Pathway-mRNA-lncRNA network construction

We selected genes enriched in key signaling pathways as sources, and co-expressed lncRNA genes as targets to construct the pathway-mRNA-lncRNA network. The Pearson correlations between pathway genes and lncRNA genes were calculated, and those mRNA-lncRNA pairs with correlation higher than 0.8 were selected to construct the network. CytoScape [72] was used to visualize the network.

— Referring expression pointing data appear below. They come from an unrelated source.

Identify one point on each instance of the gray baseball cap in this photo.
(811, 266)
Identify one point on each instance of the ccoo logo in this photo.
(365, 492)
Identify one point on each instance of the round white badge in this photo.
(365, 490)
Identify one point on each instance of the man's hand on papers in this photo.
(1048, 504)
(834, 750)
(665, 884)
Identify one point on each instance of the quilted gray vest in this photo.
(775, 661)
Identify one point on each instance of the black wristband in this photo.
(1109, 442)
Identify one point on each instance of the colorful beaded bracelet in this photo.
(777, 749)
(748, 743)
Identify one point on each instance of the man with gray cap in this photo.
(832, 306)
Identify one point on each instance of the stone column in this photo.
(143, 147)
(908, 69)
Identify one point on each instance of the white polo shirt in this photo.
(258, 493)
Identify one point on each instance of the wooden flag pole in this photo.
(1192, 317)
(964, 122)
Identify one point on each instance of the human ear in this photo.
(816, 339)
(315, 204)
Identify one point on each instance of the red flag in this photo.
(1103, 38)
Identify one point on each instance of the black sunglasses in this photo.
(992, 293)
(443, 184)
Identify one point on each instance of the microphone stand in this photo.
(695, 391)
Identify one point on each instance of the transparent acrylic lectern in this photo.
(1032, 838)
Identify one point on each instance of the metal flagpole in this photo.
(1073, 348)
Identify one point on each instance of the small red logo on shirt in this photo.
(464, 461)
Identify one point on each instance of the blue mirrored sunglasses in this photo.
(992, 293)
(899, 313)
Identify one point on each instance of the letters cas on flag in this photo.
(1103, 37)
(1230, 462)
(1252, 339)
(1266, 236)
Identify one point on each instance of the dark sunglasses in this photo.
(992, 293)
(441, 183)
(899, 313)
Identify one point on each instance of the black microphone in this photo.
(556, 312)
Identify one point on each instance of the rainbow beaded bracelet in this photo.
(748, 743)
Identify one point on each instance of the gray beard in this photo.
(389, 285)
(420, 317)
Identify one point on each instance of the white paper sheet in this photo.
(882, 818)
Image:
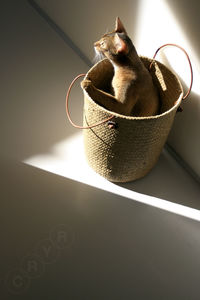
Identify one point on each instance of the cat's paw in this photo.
(86, 83)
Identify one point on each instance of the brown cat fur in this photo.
(133, 89)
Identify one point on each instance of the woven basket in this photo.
(126, 148)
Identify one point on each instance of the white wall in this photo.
(150, 24)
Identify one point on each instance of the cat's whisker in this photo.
(98, 57)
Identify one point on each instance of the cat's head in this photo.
(115, 44)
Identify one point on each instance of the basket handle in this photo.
(190, 65)
(67, 108)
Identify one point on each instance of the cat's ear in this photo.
(119, 27)
(121, 45)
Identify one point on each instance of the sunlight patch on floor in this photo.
(67, 159)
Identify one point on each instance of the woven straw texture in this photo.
(129, 150)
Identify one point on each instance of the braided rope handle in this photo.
(190, 65)
(111, 117)
(67, 108)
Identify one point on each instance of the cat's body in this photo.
(132, 85)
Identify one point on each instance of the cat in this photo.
(133, 90)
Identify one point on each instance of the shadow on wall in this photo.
(164, 22)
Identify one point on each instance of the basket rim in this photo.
(117, 115)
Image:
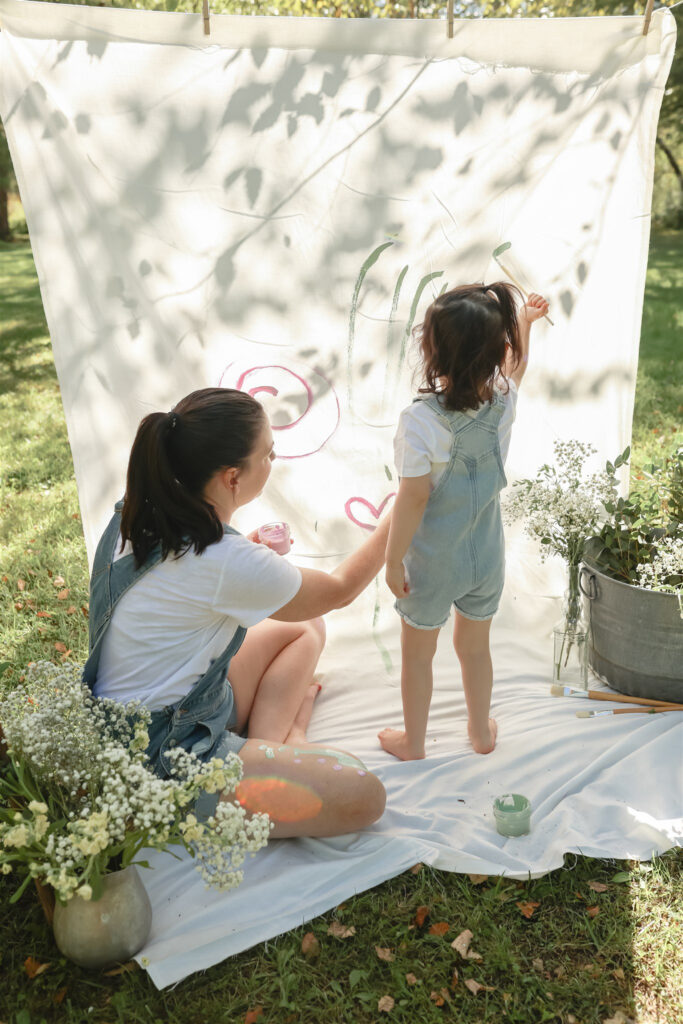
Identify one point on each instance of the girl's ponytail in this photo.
(173, 457)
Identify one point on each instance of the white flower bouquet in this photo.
(78, 797)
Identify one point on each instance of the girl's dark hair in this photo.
(173, 457)
(464, 341)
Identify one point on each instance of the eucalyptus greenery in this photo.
(641, 541)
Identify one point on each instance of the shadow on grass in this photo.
(570, 961)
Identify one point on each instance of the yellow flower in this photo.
(18, 836)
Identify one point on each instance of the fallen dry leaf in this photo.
(462, 945)
(123, 969)
(421, 914)
(527, 908)
(309, 945)
(341, 931)
(33, 967)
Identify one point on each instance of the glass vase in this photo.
(570, 638)
(111, 930)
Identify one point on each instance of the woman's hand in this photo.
(396, 582)
(535, 307)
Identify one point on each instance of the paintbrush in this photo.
(627, 711)
(498, 252)
(568, 691)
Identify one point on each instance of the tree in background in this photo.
(7, 184)
(668, 201)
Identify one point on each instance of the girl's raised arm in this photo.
(535, 307)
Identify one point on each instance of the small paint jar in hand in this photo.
(275, 536)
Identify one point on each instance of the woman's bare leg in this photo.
(470, 639)
(418, 647)
(309, 791)
(271, 674)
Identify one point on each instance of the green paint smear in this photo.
(343, 759)
(386, 657)
(370, 261)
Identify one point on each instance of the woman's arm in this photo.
(407, 516)
(322, 592)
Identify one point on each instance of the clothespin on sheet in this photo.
(648, 15)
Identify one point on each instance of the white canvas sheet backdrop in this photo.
(271, 208)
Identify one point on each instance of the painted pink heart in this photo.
(375, 512)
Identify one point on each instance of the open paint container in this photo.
(513, 814)
(275, 536)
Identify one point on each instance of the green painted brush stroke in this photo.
(371, 260)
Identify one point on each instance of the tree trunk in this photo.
(672, 160)
(5, 233)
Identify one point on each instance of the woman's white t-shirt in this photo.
(181, 614)
(423, 441)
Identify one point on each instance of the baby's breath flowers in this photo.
(78, 797)
(665, 571)
(563, 506)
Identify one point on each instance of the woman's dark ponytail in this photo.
(173, 457)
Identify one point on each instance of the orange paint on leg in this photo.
(279, 798)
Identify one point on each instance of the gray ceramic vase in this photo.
(111, 930)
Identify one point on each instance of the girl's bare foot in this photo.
(297, 733)
(395, 741)
(484, 743)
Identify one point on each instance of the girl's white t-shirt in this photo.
(181, 614)
(423, 442)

Calculation of relative gene expression for monthly DEGs

To observe the effects of melatonin on the expression of representative differentially expressed gene, we plotted relative expression boxplots to visually compare the expression trends of these genes. The horizontal axis of the boxplot represents months, and the vertical axis represents relative expression levels, which were calculated as follows:

$$\varvec{r}\varvec{e}\varvec{l}\varvec{a}\varvec{t}\varvec{i}\varvec{v}\varvec{e} \varvec{e}\varvec{x}\varvec{p}\varvec{r}\varvec{e}\varvec{s}\varvec{s}\varvec{i}\varvec{o}\varvec{n} \varvec{l}\varvec{e}\varvec{v}\varvec{e}\varvec{l} =\mathbf{ln}\left(\frac{\varvec{G}\varvec{e}\varvec{n}\varvec{e} \varvec{C}\varvec{o}\varvec{u}\varvec{n}\varvec{t}\varvec{s} \varvec{i}\varvec{n} \varvec{M}\varvec{e}\varvec{l}\varvec{a}\varvec{t}\varvec{o}\varvec{n}\varvec{i}\varvec{n}}{\varvec{G}\varvec{e}\varvec{n}\varvec{e} \varvec{C}\varvec{o}\varvec{u}\varvec{n}\varvec{t}\varvec{s} \varvec{i}\varvec{n} \varvec{C}\varvec{o}\varvec{n}\varvec{t}\varvec{r}\varvec{o}\varvec{l}}\right)$$

The gene counts were normalized with total counts in different groups. Three relative expression values per month were used for boxplot visualization.